Though Life on Delay smartly replaces the language of victory with the language of acceptance, I still expect many reviewers will describe it as “inspiring,” a word which John and I agree has a fraught connotation when applied to disability. He doesn’t fault anyone for using the word; he knows it’s well-intentioned. At the same time, being a source of inspiration has never been a part of his project. “A lot of times if anybody writes about any sort of adversity, the first thing that comes to mind is ‘inspiring,’” he says. “I did not sit down and say, ‘I want to write an inspiring book.’ I wanted to write a real book that is true and authentic and honest to my experience, and in the case of all the people I interviewed, my goal is that it’s authentic to their experience.”
Life on Delay is certainly authentic to my experience.
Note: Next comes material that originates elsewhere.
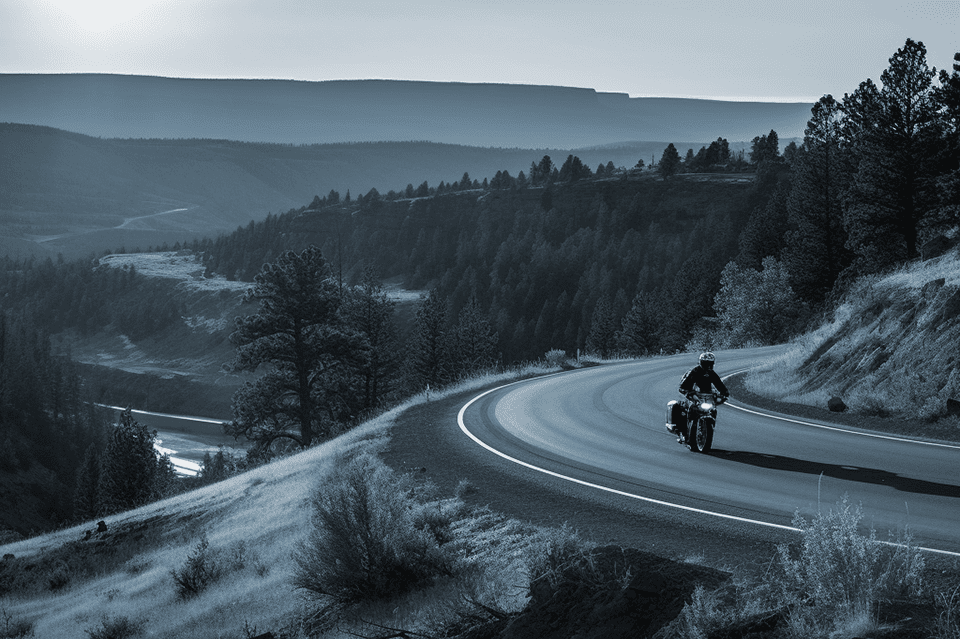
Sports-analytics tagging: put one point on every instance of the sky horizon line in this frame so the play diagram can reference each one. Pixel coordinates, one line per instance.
(760, 99)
There is an entire chapter, for instance, titled “The Look.” The moment I saw that phrase in the table of contents I knew what it meant: a listener’s look of pity, confusion, impatience, and/or discomfort during a moment of disfluency. In other words, it’s the face you see when you stutter. It’s a visage that’s become a permanent part of my brain, both for how much I’ve seen it and how much it hurts to see. At one point in the chapter, John notes that anyone who stutters already knows all this: “Someone gave you The Look earlier this morning. Someone else will give you The Look before you go to bed tonight.”
After John and I wrap up at The Library and part ways for the day, I take a short walk around the Village to reflect on our conversation. I realize that when John listens to you talk, he gives you the opposite of The Look. He looks at you warm and open, with interest, appreciation, regard. Reminds you that what you are saying matters more than how you’re saying it, and that how you’re saying it doesn’t detract from what you’re saying. Gives you a look that, even in the middle of a protracted, spasming block, grants you dignity. Because you do have dignity; are entitled to it, in fact. Disfluency and dignity can—and do—coexist. John taught me that, and without saying a word.